J'avais vingt ans à peine
lorsque j'ai fait connaissance avec vous. Nous étions au début des années
quatre-vingt, une nouvelle vague déferlait d'Angleterre, atteignait ma petite
ville de province. Après le "no future" du punk, le spleen de la new
wave.
J'ai immédiatement adhéré à
cette musique froide, hivernale, à ces sonorités caverneuses, à ces voix
d'outre-tombe. Tout cela parlait à mes sens, faisait battre mon coeur, m'allait
droit à l'âme.
J'ai quitté mes tenues
colorées, un brin baba, pour des vêtements plus sobres, de couleur noire. J'ai
coupé et hérissé mes cheveux en touffe compacte, je me suis maquillée en
conséquence : fond de teint pâle, yeux charbonneux, lèvres rouge sang.

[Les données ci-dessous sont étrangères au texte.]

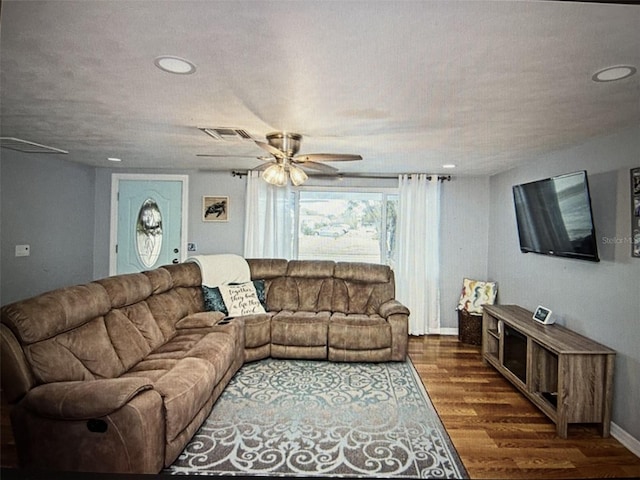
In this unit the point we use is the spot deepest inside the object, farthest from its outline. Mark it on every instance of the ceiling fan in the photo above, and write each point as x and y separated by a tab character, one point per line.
284	162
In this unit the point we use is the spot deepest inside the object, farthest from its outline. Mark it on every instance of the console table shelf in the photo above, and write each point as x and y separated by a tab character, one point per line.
566	375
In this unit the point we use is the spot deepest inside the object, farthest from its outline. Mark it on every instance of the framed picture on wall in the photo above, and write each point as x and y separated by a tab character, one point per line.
215	208
635	212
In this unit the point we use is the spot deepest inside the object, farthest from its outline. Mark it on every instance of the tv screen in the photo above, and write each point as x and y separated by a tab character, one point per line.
554	217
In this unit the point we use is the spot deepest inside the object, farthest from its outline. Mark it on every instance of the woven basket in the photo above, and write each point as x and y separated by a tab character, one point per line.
469	328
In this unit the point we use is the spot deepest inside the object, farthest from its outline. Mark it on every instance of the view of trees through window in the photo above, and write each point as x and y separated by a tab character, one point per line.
347	226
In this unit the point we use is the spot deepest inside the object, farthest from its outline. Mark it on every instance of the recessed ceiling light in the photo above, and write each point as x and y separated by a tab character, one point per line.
611	74
173	64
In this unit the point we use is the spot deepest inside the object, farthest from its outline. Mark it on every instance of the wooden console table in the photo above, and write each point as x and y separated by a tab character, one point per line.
567	376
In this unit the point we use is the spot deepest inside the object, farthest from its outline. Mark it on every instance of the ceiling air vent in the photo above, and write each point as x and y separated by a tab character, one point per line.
25	146
221	133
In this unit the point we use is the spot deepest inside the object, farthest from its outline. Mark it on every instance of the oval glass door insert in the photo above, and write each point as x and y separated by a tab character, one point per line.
149	232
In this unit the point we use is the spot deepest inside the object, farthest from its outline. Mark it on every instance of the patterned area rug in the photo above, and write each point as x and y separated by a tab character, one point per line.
314	418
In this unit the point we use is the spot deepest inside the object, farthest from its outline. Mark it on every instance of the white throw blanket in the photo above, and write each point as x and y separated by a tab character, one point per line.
222	269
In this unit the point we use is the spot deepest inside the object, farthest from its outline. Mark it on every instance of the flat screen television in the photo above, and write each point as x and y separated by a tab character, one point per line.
554	217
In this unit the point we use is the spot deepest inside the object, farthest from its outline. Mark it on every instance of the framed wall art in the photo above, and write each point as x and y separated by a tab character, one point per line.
635	212
215	208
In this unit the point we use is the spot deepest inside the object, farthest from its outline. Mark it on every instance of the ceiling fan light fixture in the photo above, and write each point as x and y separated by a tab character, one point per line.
298	176
611	74
177	65
275	175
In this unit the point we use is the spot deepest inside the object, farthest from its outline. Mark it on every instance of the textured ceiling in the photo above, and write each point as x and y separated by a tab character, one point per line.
409	85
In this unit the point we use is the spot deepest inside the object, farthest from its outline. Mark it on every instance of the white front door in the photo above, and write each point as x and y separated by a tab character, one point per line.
148	221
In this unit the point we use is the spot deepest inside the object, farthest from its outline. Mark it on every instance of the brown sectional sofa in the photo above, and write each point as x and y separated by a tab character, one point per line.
117	375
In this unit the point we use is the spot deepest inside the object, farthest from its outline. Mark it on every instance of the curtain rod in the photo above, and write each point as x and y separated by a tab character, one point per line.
442	178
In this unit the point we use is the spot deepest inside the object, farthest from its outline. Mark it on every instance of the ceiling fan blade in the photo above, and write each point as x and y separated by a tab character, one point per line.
272	150
327	157
264	166
222	156
315	166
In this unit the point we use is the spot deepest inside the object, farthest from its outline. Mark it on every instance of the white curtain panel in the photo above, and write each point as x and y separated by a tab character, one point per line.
418	243
268	219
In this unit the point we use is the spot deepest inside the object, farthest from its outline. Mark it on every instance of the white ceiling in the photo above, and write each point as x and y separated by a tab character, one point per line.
409	85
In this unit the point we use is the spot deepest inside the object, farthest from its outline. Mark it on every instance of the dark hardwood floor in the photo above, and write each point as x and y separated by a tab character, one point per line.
496	431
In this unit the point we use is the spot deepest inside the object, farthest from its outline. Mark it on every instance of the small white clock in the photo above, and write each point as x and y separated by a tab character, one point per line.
543	315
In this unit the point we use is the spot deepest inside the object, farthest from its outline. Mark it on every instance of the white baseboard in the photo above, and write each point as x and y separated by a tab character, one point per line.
632	443
448	331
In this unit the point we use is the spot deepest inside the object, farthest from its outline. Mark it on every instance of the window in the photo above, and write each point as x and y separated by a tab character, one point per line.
356	226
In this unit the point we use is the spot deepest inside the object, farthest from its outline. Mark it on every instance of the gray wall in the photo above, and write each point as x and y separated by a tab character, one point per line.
599	300
47	203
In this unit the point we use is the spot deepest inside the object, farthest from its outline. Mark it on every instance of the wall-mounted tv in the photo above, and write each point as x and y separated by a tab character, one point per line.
554	217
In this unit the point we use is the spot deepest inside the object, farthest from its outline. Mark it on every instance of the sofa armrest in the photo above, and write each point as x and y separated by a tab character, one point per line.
87	399
200	320
392	307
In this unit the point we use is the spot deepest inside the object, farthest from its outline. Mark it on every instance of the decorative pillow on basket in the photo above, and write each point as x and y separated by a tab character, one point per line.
475	294
236	299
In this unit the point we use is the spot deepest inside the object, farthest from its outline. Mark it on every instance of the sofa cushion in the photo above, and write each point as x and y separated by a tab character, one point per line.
133	332
258	329
300	328
84	353
267	268
241	299
217	348
51	313
185	389
213	301
126	289
359	332
160	280
200	320
363	272
167	309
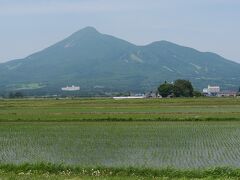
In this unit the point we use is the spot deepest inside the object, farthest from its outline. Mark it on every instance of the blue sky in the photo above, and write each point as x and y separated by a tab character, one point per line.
27	26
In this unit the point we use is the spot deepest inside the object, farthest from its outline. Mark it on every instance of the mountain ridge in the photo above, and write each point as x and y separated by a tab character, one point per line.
91	59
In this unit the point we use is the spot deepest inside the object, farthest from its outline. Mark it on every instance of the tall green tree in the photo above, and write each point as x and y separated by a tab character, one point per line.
183	88
165	89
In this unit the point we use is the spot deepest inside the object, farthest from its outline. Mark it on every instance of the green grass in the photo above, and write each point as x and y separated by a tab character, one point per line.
115	110
51	171
181	145
132	139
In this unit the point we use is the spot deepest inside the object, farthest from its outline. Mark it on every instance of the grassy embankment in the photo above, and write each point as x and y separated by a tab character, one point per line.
109	109
71	132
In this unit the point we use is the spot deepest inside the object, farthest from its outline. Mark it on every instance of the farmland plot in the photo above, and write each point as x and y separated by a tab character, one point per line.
122	144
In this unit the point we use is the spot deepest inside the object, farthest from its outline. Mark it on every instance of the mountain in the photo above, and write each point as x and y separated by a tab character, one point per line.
99	62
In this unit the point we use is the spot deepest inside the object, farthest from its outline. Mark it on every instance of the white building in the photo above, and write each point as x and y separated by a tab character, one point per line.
71	88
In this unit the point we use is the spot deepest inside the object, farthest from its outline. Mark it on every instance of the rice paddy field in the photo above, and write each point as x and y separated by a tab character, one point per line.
123	139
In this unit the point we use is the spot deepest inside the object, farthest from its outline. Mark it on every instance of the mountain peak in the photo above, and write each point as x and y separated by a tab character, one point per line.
88	30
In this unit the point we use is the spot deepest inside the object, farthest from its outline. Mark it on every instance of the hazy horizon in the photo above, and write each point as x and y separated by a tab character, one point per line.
30	26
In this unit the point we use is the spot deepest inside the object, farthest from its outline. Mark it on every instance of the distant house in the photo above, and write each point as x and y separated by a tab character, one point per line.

J'ai changé d'amis, changé mes
sorties, changé d'état d'esprit, changé de mode de vie. Alcools forts,
stupéfiants, nuits blanches aux issues incertaines, petits matins troubles,
angoisse du jour naissant…
J'étais une jeune femme
tourmentée, peu sûre d'elle, traversée d'idées morbides. Votre musique
accompagnait mes errances.
Pour la plupart des gens, la
jeunesse reste la jeunesse et, passé un certain âge, tout rentre dans l'ordre.
On oublie les folies, on stoppe les excès, on rentre chez soi, on fait des
enfants. C'est légitime. C'est salutaire. Pour moi, les choses se sont passées
autrement. Ou ne se sont pas passées. Peu importe. J'avais promis de ne vous
dire que le minimum.
Votre musique fait partie
intégrante de ma vie. Et si je vous ai fait des infidélités—le courant musical
était suffisamment vaste, prolifique, créatif, pour laisser place à une
multitude d'artistes—, vous avez toujours été au dessus du panier.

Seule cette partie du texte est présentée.